This Art Exhibit Blends Your Face With Portraits of Other People

London-based artist Antonio Daniele wants to foster empathy between complete strangers by making them share something extremely personal: their faces. In his latest exhibit, entitled “This is Not Private,” the visual artist has created video portraits of eight people, each of whom tells a story in a different language, tied to a different emotion. When a visitor stands in front of a screen, facial recognition software slowly merges their face with the person in the portrait. 

According to WIRED, Daniele built a facial recognition program that recognizes six basic emotions: Anger, fear, sadness, joy, disgust, and surprise.

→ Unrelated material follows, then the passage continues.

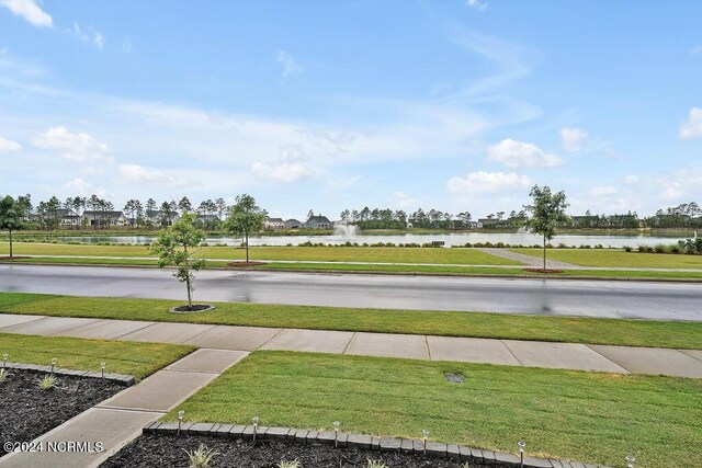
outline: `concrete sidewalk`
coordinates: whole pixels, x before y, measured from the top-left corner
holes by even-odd
[[[702,378],[702,351],[329,330],[0,315],[0,333]]]
[[[100,442],[103,450],[18,452],[0,458],[0,467],[97,467],[137,437],[141,427],[176,408],[247,354],[197,350],[35,440],[46,444],[45,447],[49,442],[88,443],[92,447]]]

When a viewer expresses empathy, by matching the facial expression of the person on screen, the two faces begin to merge into one. 

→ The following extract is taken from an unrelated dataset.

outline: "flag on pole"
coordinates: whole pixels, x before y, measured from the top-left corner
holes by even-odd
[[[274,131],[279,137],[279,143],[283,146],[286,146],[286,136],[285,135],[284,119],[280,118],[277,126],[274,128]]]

Daniele believes that seeing oneself in the face of a stranger can be a powerful and visceral tool for creating empathy. “This work explores the possibilities of empathy as a meta-language through the most powerful physical interface which is our face,” he explains. “The more the viewer empathize with the actor the more the faces merge into a new identity which is no more the actor’s nor the viewer’s but something new.”

It seems there’s some scientific data to back up Daniele’s working theory. “The more similar you perceive the target subject to be to yourself, the more empathy you feel. That can include physical similarities,” Jennifer Gutsell, associate professor of psychology and neuroscience at Brandeis University, tells WIRED.